I am downloading a big batch of zipped files though an API. Unfortunately almost always a few of the zips are corrupted and can't be open. I have a macro (attached) that reads the csv's inside those zipped files. The macro gives an error for each file it wasn't able to open.
What I want to do is to create a similar macro that would check if a file is corrupted or not, but without giving me an error.
On a related note, checking the "Treat Read Errors as Warnings" in the Input Data tool doesn't suppress the read errors.
Solved! Go to Solution.
Hello @FilipR :
Have you explored using the Dynamic Input Tool? This tool requires that all file schemas are the same as the configured template file. If a file path passed into the tool has a different set of columns, it will skip the file with a warning. In the case of a corrupted file, this may have the intended outcome. I've attached an example with 3 files. Files 1 and 3 are good, but file 2 is corrupted. The example workflow will read files 1 and 3 but skip 2 with a warning message.
Hi @MatthewO.
Unfortunately I can't open the workflow you attached (we use an older version of Alteryx at my company). I tried figuring it out on my own, but I can't make it work with zip files (I get an "Unable to open archive" error).

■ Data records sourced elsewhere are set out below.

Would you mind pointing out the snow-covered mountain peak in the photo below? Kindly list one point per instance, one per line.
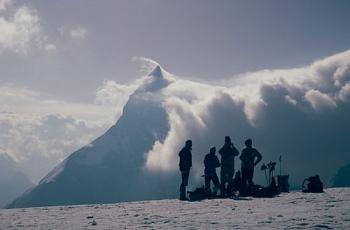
(156, 80)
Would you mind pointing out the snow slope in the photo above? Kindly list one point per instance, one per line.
(111, 168)
(294, 210)
(13, 182)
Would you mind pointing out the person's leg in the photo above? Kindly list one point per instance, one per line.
(223, 179)
(250, 175)
(207, 183)
(244, 177)
(216, 181)
(184, 183)
(230, 176)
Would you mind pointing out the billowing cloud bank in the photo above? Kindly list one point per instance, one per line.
(301, 113)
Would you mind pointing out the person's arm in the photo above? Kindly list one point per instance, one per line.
(259, 157)
(235, 151)
(221, 150)
(190, 158)
(241, 157)
(217, 162)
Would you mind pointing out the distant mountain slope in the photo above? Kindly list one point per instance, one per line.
(110, 169)
(342, 178)
(12, 181)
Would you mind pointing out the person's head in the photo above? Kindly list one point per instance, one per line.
(188, 144)
(238, 174)
(212, 150)
(248, 142)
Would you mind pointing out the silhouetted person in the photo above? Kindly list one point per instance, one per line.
(248, 156)
(185, 165)
(228, 153)
(236, 184)
(211, 162)
(314, 184)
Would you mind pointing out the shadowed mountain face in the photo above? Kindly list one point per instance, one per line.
(111, 168)
(342, 179)
(12, 181)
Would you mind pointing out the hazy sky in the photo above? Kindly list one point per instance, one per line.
(66, 67)
(96, 40)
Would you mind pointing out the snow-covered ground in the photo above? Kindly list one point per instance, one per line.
(293, 210)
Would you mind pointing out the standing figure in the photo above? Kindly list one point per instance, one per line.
(248, 156)
(228, 153)
(211, 162)
(185, 165)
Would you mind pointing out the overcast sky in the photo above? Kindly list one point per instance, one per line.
(67, 67)
(89, 41)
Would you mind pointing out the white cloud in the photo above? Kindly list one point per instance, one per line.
(19, 32)
(4, 4)
(50, 47)
(38, 130)
(319, 100)
(78, 33)
(289, 105)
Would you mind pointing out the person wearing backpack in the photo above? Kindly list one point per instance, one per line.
(228, 153)
(185, 165)
(211, 162)
(250, 157)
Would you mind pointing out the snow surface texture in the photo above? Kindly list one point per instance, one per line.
(295, 210)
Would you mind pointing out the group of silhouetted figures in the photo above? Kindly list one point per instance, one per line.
(232, 183)
(229, 180)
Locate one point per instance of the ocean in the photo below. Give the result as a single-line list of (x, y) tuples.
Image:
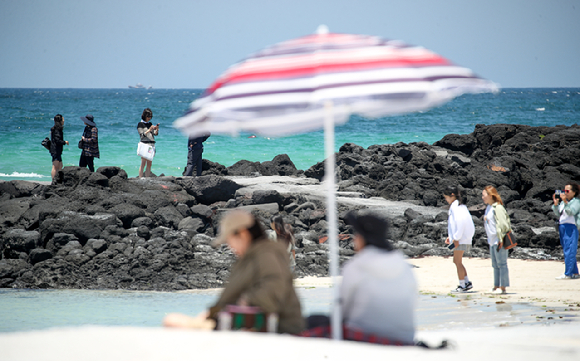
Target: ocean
[(26, 116), (27, 310)]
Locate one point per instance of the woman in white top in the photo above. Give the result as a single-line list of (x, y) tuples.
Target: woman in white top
[(460, 230), (497, 223)]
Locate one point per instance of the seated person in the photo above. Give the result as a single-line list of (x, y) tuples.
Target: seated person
[(260, 277), (378, 292)]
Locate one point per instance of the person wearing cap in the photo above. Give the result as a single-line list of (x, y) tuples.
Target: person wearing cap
[(378, 293), (90, 143), (147, 133), (260, 277)]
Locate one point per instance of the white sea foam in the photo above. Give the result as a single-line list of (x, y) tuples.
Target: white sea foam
[(23, 175)]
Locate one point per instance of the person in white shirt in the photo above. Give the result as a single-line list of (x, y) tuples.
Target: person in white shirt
[(567, 208), (460, 230)]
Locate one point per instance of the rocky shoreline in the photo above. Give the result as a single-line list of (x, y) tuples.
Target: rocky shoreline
[(103, 230)]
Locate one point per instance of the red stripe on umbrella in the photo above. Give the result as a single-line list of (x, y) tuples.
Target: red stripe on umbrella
[(302, 84)]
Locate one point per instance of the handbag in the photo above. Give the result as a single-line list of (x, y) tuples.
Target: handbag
[(146, 151), (46, 143), (509, 240)]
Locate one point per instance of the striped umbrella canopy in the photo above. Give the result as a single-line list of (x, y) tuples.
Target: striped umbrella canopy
[(282, 89), (318, 81)]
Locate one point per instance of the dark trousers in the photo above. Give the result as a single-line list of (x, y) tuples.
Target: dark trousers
[(194, 161), (87, 161)]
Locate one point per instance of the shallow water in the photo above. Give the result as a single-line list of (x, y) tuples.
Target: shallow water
[(25, 310), (27, 116)]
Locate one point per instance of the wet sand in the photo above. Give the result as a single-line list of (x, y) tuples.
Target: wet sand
[(535, 296)]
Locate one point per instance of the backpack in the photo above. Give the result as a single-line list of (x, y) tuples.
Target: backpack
[(46, 143)]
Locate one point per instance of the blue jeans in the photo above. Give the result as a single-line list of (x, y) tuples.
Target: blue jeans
[(501, 274), (569, 242)]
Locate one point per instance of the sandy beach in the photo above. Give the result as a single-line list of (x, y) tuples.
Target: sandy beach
[(531, 282)]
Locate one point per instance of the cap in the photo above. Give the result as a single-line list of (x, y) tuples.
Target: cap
[(373, 228), (232, 222)]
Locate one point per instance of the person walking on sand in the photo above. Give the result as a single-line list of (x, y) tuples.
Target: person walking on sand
[(460, 229), (497, 223), (56, 143), (147, 133), (90, 143), (194, 153), (568, 209)]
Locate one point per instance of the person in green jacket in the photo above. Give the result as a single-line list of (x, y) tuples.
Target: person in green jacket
[(568, 209), (497, 223), (261, 276)]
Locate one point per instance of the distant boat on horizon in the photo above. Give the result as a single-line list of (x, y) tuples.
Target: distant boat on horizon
[(139, 86)]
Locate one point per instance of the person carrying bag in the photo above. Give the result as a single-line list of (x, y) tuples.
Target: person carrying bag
[(497, 224), (146, 147)]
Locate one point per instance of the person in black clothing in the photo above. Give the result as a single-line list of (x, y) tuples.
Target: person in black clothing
[(194, 152), (90, 143), (56, 143)]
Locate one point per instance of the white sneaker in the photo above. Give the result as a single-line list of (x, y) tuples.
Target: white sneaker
[(563, 277)]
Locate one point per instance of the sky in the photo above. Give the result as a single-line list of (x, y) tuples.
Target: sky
[(189, 43)]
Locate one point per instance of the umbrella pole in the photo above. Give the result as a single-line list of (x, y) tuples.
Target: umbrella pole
[(335, 319)]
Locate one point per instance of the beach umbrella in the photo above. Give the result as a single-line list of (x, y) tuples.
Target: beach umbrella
[(318, 81)]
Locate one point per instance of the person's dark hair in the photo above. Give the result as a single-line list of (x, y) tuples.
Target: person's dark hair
[(256, 231), (454, 191), (283, 231), (58, 123), (575, 189), (147, 113)]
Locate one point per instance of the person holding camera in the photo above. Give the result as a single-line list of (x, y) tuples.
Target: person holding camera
[(568, 209), (56, 143), (460, 229), (497, 223), (147, 133)]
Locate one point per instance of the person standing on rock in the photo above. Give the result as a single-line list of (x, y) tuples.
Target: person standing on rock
[(90, 143), (282, 232), (261, 277), (497, 223), (56, 143), (194, 153), (568, 209), (147, 133), (460, 229)]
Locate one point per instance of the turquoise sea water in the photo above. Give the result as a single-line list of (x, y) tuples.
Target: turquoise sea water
[(26, 310), (26, 116)]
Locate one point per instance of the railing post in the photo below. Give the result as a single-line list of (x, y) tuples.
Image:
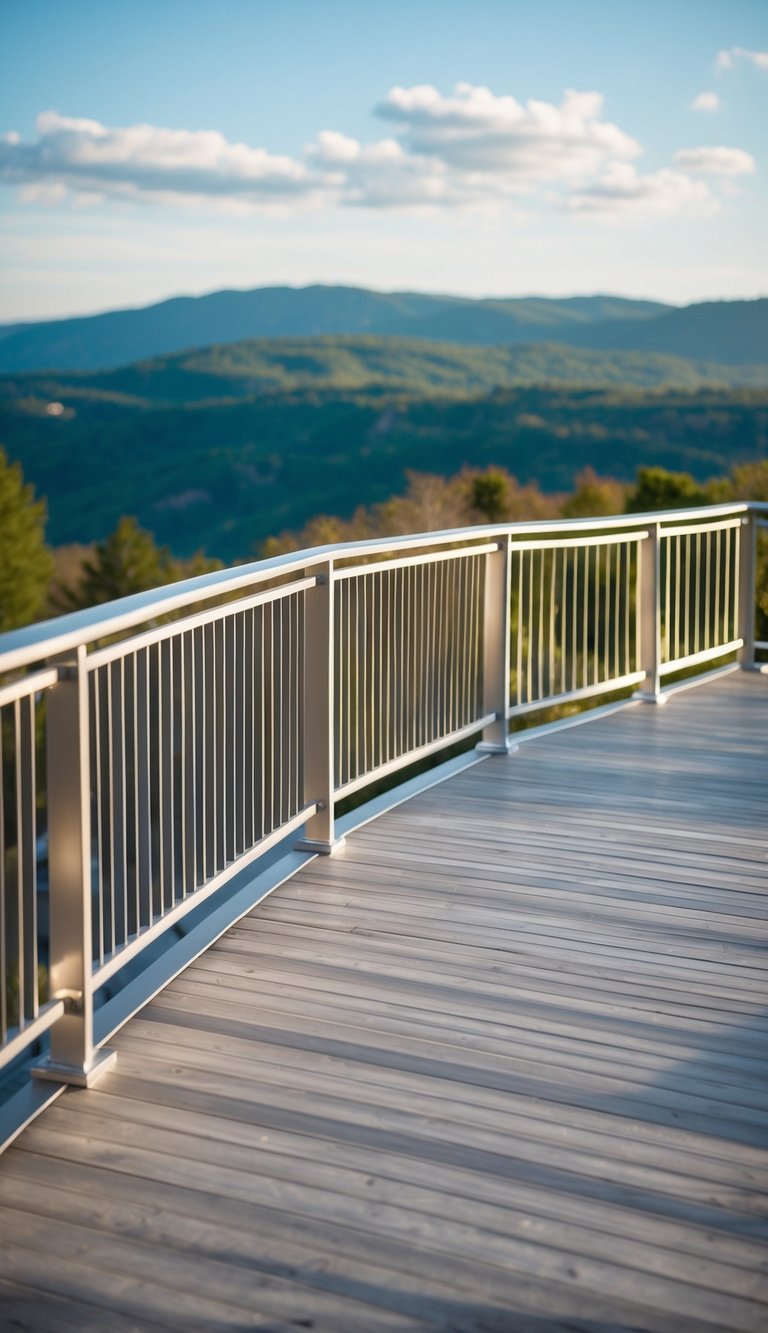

In the meantime, I figured out a solution in Python. The input is a list with a path to the zip files called [DownloadPath]. The Python tool checks if each file is a valid zip file and gives 1 or 0 answer in a new [Valid] column.
#################################
# List all non-standard packages to be imported by your
# script here (only missing packages will be installed)
from ayx import Package
#Package.installPackages(['pandas','numpy'])
#################################
from ayx import Alteryx
from zipfile import ZipFile
#################################
# read in data from input anchor as a pandas dataframe
# (after running the workflow)
df = Alteryx.read("#1")
#################################
# create a new column
df['Valid'] = 0
#################################
# loop through the rows and validate the zip files
for ind in df.index:
file = df['DownloadPath'][ind].replace('\\','/')
try:
test = ZipFile(file)
df['Valid'][ind] = 1
except:
df['Valid'][ind] = 0
#################################
# and then send it to one of the output anchors
Alteryx.write(df, 1)
@FilipR glad to hear you found a solution. For future reference, you can adjust the version of a workflow file to open it in an older version of Alteryx. The following article explains how this can be done: https://community.alteryx.com/t5/Alteryx-Designer-Knowledge-Base/Adjusting-Alteryx-Files-for-Differe...
@MatthewO Thanks for this idea. I was trying to do a batch macro and they failed without continuing. The Dynamic input worked great.